Emperor Francis Joseph: Life, death and the fall of the Habsburg Empire
Click here to see the rest of this review
John Van der Kiste
Sutton Publishing, Stroud, Glos. (UK), 2005
ISBN: 0750937874
Francis Joseph, Emperor of Austria-Hungary, ascended the throne in December 1848 at the age of 18. He was a natural autocrat, but tempered absolutism with reform. During his reign of almost 68 years, the longest in modern European history, he presided over the introduction of general suffrage and an often fractious Reichsrat, the forerunner to a constitutional parliament.
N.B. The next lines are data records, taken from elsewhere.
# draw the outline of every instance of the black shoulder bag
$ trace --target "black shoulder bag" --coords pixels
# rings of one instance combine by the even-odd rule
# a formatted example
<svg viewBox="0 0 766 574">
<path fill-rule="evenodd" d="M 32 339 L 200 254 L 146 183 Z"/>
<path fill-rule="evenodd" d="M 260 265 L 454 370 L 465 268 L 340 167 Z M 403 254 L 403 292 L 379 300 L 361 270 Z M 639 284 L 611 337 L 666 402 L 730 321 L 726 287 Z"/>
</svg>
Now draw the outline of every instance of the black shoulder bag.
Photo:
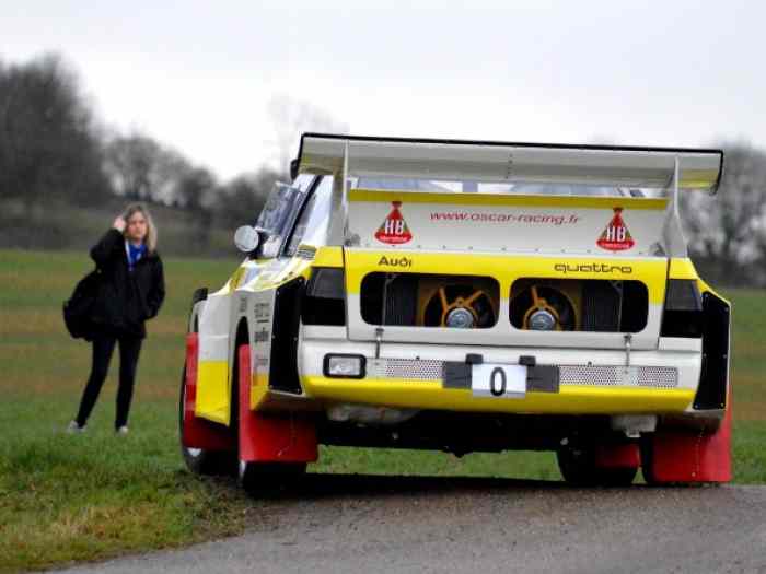
<svg viewBox="0 0 766 574">
<path fill-rule="evenodd" d="M 72 296 L 63 302 L 63 323 L 74 339 L 90 340 L 93 335 L 91 315 L 101 284 L 101 270 L 94 269 L 74 288 Z"/>
</svg>

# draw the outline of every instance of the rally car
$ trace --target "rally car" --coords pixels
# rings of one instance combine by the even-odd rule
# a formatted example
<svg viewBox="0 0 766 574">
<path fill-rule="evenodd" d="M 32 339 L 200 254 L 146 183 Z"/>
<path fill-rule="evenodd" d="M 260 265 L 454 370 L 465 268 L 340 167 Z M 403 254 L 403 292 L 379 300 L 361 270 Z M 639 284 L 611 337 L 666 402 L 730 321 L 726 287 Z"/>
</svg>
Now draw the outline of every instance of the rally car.
<svg viewBox="0 0 766 574">
<path fill-rule="evenodd" d="M 681 194 L 719 150 L 305 133 L 192 303 L 190 469 L 287 482 L 317 445 L 557 453 L 565 480 L 731 479 L 730 304 Z M 253 215 L 255 216 L 255 214 Z"/>
</svg>

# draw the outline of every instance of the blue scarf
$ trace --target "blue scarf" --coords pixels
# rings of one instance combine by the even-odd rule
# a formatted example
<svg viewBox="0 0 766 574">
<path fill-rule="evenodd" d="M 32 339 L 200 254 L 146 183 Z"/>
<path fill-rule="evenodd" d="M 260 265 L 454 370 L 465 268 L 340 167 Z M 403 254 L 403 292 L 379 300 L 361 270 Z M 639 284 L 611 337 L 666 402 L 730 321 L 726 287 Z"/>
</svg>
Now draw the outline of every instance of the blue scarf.
<svg viewBox="0 0 766 574">
<path fill-rule="evenodd" d="M 132 243 L 128 242 L 128 269 L 134 270 L 134 266 L 138 260 L 147 254 L 147 246 L 141 244 L 136 247 Z"/>
</svg>

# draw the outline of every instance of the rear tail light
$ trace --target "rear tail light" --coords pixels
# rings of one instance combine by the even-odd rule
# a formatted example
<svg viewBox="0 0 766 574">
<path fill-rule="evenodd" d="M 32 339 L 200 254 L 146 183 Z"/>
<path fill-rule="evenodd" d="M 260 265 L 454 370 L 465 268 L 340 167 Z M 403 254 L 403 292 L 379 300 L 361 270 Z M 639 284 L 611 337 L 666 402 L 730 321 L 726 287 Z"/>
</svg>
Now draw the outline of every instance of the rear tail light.
<svg viewBox="0 0 766 574">
<path fill-rule="evenodd" d="M 364 378 L 365 363 L 367 360 L 362 355 L 327 354 L 324 375 L 333 378 Z"/>
</svg>

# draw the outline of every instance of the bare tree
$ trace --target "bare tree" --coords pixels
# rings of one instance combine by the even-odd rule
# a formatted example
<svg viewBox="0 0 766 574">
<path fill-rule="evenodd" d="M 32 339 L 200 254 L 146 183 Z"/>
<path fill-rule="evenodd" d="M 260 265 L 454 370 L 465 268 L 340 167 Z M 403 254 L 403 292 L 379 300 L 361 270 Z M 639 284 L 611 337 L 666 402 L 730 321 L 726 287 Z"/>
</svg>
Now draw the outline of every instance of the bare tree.
<svg viewBox="0 0 766 574">
<path fill-rule="evenodd" d="M 290 173 L 290 160 L 298 151 L 301 133 L 306 131 L 348 132 L 348 124 L 309 102 L 280 94 L 271 97 L 268 112 L 275 130 L 279 171 Z"/>
<path fill-rule="evenodd" d="M 217 196 L 216 212 L 221 225 L 234 229 L 255 223 L 274 185 L 283 177 L 274 169 L 260 168 L 255 174 L 243 174 L 221 188 Z"/>
<path fill-rule="evenodd" d="M 148 136 L 117 136 L 106 147 L 104 167 L 118 195 L 171 203 L 193 167 L 179 153 Z"/>
<path fill-rule="evenodd" d="M 74 72 L 59 56 L 0 68 L 0 188 L 28 216 L 46 201 L 106 196 L 101 142 Z"/>
</svg>

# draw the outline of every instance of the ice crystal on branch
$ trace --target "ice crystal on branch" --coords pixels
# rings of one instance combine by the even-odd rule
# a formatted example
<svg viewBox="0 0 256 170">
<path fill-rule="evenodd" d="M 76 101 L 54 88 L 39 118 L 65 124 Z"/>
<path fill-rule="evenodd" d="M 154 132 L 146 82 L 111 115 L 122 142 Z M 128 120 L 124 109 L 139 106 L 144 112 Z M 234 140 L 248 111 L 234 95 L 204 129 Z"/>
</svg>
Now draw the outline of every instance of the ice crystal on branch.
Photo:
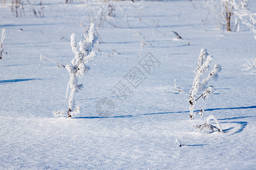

Politically, his reign was a disaster. Austrian defeats in war led to the loss of states in Italy, and to her expulsion from the German Confederation by her smaller but more powerful rival Prussia. The decline of empire was mirrored by the horrific events in his own family. His brother Maximilian, chosen as Emperor of Mexico in 1864, reigned over a country torn apart by civil war and was executed by firing squad three years later. Francis Joseph's wayward wife Elizabeth was assassinated in Geneva in 1898. Two of his heirs met violent deaths - his only son Rudolf killed his mistress Marie Vetsera and then committed suicide at his hunting lodge at Mayerling in 1889, while his nephew Francis Ferdinand was assassinated with his wife at Sarajevo in 1914, a killing which precipitated the Great War.
This biography examines the personal relationships of the Emperor with his family, against the turbulent background of 19th-century Europe. It looks at the life and times of the man who, despite the disasters of his reign, was the last major Emperor of the Austro-Hungarian empire.